Recovery is not a sudden snap back into the way things were before, it's a process that takes hard work and perseverance for many of us. That's the hard truth. If I could go back now, I would have spent even half my energy on truly getting better rather than waiting to be saved by someone who wasn't coming.


----------



## Aspire (Jan 6, 2013)

Halleluja! Finally someone is saying what i was thinking for years now.

Recovery is a very slow process so you won't snap back into *full* reality just like that.

All the things people are describing when so called recovered are just coping mechanisms.

It's like u know how to live with it. You still feel a little bit off/tired/spaced from time to time but u know how to stay calm and just go with it as you're still 100% sane.

Me 2, it all started in 2012... it's going better now. Still taking a very very low dosis of Efexor, but still sooo tired every day which makes me feel absent from time to time...

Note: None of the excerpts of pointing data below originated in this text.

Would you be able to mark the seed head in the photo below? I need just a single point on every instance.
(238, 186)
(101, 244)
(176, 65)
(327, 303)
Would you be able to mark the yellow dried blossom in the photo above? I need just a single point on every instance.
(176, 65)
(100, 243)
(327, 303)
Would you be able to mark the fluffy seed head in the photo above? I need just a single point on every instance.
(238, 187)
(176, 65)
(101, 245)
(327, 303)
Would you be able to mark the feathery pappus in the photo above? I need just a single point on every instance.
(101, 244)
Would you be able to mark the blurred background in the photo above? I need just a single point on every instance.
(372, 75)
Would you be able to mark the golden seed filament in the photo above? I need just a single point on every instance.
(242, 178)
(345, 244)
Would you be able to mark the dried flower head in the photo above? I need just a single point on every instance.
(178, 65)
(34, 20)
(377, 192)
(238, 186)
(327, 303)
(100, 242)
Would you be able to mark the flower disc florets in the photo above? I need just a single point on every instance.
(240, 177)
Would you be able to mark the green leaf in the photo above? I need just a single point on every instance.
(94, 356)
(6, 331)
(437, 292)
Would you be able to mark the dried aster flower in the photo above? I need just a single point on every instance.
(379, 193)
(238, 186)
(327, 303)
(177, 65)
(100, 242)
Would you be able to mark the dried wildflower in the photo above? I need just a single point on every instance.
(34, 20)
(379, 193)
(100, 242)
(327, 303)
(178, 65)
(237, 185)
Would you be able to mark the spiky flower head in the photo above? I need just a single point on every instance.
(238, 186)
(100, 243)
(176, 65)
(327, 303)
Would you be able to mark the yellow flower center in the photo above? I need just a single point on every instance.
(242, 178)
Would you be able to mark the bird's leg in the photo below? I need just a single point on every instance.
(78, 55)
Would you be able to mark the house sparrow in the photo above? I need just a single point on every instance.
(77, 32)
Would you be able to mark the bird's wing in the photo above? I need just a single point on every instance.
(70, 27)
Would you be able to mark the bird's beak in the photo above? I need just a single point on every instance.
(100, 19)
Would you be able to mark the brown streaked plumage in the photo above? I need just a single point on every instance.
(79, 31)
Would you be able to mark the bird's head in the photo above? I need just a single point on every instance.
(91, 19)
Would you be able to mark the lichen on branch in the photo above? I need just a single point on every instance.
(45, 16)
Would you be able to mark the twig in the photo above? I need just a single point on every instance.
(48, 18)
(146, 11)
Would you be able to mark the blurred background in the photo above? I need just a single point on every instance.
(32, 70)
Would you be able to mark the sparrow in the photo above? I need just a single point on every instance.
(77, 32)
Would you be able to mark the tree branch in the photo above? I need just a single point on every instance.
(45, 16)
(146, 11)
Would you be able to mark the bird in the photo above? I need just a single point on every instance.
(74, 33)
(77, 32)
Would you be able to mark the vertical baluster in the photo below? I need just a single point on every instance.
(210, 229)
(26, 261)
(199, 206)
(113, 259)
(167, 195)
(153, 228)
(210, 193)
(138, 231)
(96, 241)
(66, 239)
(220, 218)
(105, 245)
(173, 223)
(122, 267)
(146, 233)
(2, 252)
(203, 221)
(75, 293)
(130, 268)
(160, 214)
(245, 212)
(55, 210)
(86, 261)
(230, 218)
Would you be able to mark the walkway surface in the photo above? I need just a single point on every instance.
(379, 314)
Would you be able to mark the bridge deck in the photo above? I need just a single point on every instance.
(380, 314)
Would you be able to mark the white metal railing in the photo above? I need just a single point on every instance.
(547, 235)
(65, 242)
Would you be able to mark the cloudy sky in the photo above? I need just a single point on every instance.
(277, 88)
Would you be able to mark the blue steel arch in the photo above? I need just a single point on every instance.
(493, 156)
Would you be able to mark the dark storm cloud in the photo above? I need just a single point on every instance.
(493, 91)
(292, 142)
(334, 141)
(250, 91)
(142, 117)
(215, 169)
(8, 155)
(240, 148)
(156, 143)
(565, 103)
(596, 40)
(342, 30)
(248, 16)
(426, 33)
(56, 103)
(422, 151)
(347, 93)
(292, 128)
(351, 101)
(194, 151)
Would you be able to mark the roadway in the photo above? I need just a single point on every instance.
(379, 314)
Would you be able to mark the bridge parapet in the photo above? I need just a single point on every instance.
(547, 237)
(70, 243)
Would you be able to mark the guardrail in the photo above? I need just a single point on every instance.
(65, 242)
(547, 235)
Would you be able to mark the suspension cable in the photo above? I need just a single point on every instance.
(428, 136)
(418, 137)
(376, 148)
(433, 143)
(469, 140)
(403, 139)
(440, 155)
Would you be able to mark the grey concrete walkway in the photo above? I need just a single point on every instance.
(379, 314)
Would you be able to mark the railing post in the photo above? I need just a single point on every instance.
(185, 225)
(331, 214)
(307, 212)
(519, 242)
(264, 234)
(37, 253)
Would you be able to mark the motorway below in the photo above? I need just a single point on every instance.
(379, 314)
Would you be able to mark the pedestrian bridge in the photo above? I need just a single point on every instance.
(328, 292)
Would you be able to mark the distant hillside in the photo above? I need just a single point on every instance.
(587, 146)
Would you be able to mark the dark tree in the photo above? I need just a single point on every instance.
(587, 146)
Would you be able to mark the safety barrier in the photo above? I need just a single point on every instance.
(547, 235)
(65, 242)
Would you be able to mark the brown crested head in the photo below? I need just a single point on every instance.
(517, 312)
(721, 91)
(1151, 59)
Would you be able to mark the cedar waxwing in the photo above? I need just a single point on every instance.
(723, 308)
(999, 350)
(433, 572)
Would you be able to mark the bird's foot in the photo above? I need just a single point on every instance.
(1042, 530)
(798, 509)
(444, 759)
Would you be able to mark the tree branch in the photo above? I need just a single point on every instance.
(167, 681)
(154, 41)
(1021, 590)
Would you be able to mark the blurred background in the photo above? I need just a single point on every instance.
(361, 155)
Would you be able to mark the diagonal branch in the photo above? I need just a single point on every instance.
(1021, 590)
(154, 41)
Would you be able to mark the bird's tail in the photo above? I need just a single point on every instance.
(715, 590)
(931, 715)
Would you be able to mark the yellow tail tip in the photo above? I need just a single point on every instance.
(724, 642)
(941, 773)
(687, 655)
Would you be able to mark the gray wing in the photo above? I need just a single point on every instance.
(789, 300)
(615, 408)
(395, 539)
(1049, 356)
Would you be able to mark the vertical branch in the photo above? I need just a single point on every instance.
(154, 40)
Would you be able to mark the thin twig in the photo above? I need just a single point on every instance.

I'm not feeling that off anymore like i used to but it's still not 100% like before.

Ever since i have DP/DR i've become a much calmer person than before what I like alot.

I still believe there's a huge link between ADD and DR/DP...


----------



## ChrisChampion (Mar 6, 2013)

I don't think you ever really "recover" from this. It's bound to turn up again even if for a few minutes. Coping is right. I've had it for 10 years but have gone years without really even thinking about it too much and just living my life. Just have to accept and move on to bigger and better things than DP/DR. And in doing so you'll eventually be too preoccupied to even notice. Maybe DP is a way of telling us that we need to change our lifestyle? I know as soon as I start being lazy and not getting exercise how I should and eating bad and putting on weight it shows right back up again. Staying busy is good just not busy that is stressful. I feel like the key to this is really getting to a point where you love your life and keep doing things that you love. Not things that are going to stress you out. Just living a nice clean healthy lifestyle. Who knows.


----------



## Epsilon (May 22, 2015)

I always wondered what recovery meant as well.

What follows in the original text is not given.